Hi, everybody.
In the #ruby-core design meeting, during the discussion about MVM,
there was some mention of the sandbox API. I thought it would be
worth while to write up an RCR. I mean: all though there has been
some talk about the sandbox extension for Ruby 1.8 on this list,
there hasn't been any talk about the API itself.
Considering that $SAFE has fallen out of use and there is a renewed
interest in managing many namespaces/environments on a single VM,
I figured hey.
ABSTRACT
Ruby of yore has only had one interpreter environment. The sandbox
API gives that central environment a means of creating other
in-process environments for executing code.

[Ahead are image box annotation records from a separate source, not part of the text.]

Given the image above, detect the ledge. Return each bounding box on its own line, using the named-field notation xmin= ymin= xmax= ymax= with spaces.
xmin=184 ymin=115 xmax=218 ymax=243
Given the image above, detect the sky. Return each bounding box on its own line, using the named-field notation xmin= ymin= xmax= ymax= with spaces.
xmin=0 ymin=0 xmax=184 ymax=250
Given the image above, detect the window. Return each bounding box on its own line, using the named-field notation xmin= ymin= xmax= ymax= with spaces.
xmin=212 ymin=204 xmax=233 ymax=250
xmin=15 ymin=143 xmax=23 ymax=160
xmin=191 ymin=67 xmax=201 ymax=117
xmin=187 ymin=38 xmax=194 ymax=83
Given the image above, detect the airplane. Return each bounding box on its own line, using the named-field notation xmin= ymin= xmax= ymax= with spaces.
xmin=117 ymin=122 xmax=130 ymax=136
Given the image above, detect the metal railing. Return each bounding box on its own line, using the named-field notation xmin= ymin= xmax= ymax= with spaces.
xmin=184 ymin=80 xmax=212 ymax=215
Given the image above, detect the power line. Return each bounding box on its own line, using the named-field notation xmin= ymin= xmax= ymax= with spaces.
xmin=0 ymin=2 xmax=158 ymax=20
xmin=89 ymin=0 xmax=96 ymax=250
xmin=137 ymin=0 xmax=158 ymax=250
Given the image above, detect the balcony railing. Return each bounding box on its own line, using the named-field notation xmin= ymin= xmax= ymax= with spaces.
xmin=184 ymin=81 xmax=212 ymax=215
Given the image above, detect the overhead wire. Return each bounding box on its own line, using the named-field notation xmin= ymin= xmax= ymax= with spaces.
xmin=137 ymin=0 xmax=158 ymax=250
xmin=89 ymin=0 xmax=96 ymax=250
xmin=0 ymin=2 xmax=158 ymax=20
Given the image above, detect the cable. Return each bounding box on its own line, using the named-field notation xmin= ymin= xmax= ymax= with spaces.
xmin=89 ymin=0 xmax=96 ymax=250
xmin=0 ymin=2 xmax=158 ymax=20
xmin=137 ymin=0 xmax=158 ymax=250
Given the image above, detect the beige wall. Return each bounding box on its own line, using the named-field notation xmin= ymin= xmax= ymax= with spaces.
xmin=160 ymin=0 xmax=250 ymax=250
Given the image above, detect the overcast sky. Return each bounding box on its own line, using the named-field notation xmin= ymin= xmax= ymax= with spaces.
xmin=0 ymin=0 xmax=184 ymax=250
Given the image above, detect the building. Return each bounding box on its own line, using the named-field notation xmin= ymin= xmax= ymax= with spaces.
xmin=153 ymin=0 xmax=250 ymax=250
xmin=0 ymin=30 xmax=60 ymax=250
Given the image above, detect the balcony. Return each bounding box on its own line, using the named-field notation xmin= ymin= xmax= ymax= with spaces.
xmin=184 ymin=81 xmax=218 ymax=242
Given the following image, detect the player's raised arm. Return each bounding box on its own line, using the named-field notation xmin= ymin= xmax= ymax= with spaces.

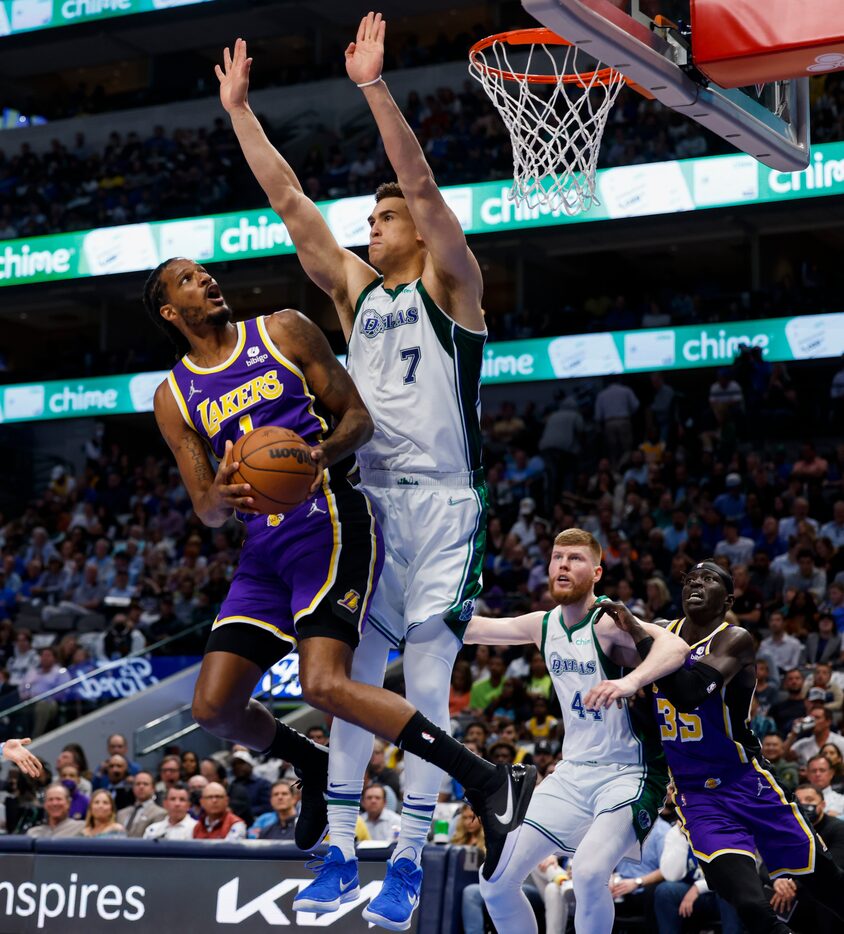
xmin=267 ymin=308 xmax=374 ymax=492
xmin=346 ymin=13 xmax=485 ymax=331
xmin=153 ymin=380 xmax=257 ymax=528
xmin=583 ymin=602 xmax=689 ymax=707
xmin=215 ymin=39 xmax=376 ymax=338
xmin=463 ymin=613 xmax=545 ymax=645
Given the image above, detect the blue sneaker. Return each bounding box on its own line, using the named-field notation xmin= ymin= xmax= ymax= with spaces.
xmin=363 ymin=859 xmax=422 ymax=931
xmin=293 ymin=846 xmax=360 ymax=914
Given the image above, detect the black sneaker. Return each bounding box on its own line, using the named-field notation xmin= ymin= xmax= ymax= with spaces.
xmin=466 ymin=765 xmax=536 ymax=882
xmin=293 ymin=749 xmax=328 ymax=850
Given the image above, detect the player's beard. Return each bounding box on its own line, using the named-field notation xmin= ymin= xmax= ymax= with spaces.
xmin=550 ymin=580 xmax=595 ymax=606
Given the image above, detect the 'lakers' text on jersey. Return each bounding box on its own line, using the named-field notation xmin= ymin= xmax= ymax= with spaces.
xmin=653 ymin=619 xmax=759 ymax=787
xmin=347 ymin=278 xmax=486 ymax=474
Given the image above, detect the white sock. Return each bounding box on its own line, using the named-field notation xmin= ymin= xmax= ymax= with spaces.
xmin=325 ymin=781 xmax=363 ymax=860
xmin=393 ymin=791 xmax=437 ymax=866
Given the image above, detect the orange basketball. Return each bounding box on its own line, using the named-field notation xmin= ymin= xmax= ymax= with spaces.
xmin=231 ymin=425 xmax=316 ymax=515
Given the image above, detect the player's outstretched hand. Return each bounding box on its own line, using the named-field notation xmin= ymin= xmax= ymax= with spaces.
xmin=208 ymin=441 xmax=259 ymax=516
xmin=214 ymin=39 xmax=252 ymax=113
xmin=599 ymin=600 xmax=639 ymax=632
xmin=346 ymin=13 xmax=387 ymax=84
xmin=3 ymin=738 xmax=41 ymax=778
xmin=308 ymin=447 xmax=328 ymax=496
xmin=583 ymin=677 xmax=639 ymax=710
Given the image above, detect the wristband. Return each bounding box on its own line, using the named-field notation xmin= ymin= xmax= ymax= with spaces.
xmin=636 ymin=636 xmax=654 ymax=661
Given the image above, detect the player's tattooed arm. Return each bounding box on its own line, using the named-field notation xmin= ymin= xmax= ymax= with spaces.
xmin=463 ymin=613 xmax=545 ymax=645
xmin=153 ymin=380 xmax=255 ymax=528
xmin=267 ymin=308 xmax=375 ymax=492
xmin=346 ymin=13 xmax=486 ymax=331
xmin=215 ymin=39 xmax=376 ymax=339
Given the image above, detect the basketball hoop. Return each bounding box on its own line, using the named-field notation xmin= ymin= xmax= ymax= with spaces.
xmin=469 ymin=29 xmax=625 ymax=215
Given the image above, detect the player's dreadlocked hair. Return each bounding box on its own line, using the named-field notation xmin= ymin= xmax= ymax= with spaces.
xmin=144 ymin=256 xmax=190 ymax=359
xmin=375 ymin=182 xmax=404 ymax=204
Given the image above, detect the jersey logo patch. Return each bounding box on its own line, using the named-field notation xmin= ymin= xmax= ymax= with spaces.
xmin=358 ymin=307 xmax=419 ymax=340
xmin=457 ymin=600 xmax=475 ymax=623
xmin=548 ymin=652 xmax=596 ymax=675
xmin=337 ymin=590 xmax=360 ymax=613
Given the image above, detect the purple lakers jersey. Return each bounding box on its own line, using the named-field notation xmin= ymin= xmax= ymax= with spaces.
xmin=653 ymin=619 xmax=759 ymax=787
xmin=167 ymin=317 xmax=328 ymax=520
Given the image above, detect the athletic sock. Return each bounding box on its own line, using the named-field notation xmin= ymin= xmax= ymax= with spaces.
xmin=325 ymin=781 xmax=363 ymax=859
xmin=393 ymin=791 xmax=437 ymax=866
xmin=262 ymin=720 xmax=328 ymax=770
xmin=398 ymin=710 xmax=501 ymax=791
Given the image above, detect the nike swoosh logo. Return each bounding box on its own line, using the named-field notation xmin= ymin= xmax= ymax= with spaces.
xmin=495 ymin=778 xmax=513 ymax=825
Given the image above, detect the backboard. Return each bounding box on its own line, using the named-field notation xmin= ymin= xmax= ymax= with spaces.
xmin=522 ymin=0 xmax=809 ymax=172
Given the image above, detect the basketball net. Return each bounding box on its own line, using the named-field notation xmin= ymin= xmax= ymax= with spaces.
xmin=469 ymin=29 xmax=625 ymax=215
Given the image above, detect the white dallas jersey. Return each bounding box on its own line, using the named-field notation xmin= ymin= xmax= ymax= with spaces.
xmin=541 ymin=597 xmax=660 ymax=765
xmin=346 ymin=277 xmax=486 ymax=473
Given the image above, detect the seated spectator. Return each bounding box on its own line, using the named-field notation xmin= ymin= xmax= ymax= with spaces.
xmin=768 ymin=668 xmax=806 ymax=736
xmin=804 ymin=662 xmax=844 ymax=720
xmin=363 ymin=785 xmax=401 ymax=843
xmin=231 ymin=748 xmax=271 ymax=817
xmin=759 ymin=610 xmax=803 ymax=672
xmin=59 ymin=762 xmax=91 ymax=820
xmin=193 ymin=782 xmax=246 ymax=840
xmin=715 ymin=519 xmax=756 ymax=567
xmin=82 ymin=788 xmax=126 ymax=837
xmin=806 ymin=755 xmax=844 ymax=817
xmin=248 ymin=778 xmax=298 ymax=840
xmin=26 ymin=785 xmax=85 ymax=840
xmin=144 ymin=784 xmax=198 ymax=840
xmin=785 ymin=704 xmax=844 ymax=768
xmin=762 ymin=733 xmax=800 ymax=794
xmin=117 ymin=770 xmax=167 ymax=839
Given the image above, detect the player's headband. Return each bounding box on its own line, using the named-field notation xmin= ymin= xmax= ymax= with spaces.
xmin=689 ymin=561 xmax=733 ymax=594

Be it restricted
sandboxes for running unsafe code or fully-featured sandboxes to
offer a clean namespace.
PROS & CONS
The benefits of this particular API:
* Rather simple (yeah?)
* Basic (albeit unstable) extensions exist for Ruby 1.8 and JRuby.
* Patterned after other successful sandboxes (such as Firefox's
XPCNativeWrapper[1] and Io's Sandbox[2])
* Generic enough to work in other Ruby impls.
The drawbacks are:
* Not fully proven on Ruby 1.8.
* My extension does rely on Thread.kill! to stop a Sandbox,
which is taboo. (Same problem timeout.rb has.)
* Haven't worked out how tainting could play out.
* Could be closer coupled with threading to offer concurrent
interps in separate threads.
THE API
All classes and methods are enclosed in the Sandbox module.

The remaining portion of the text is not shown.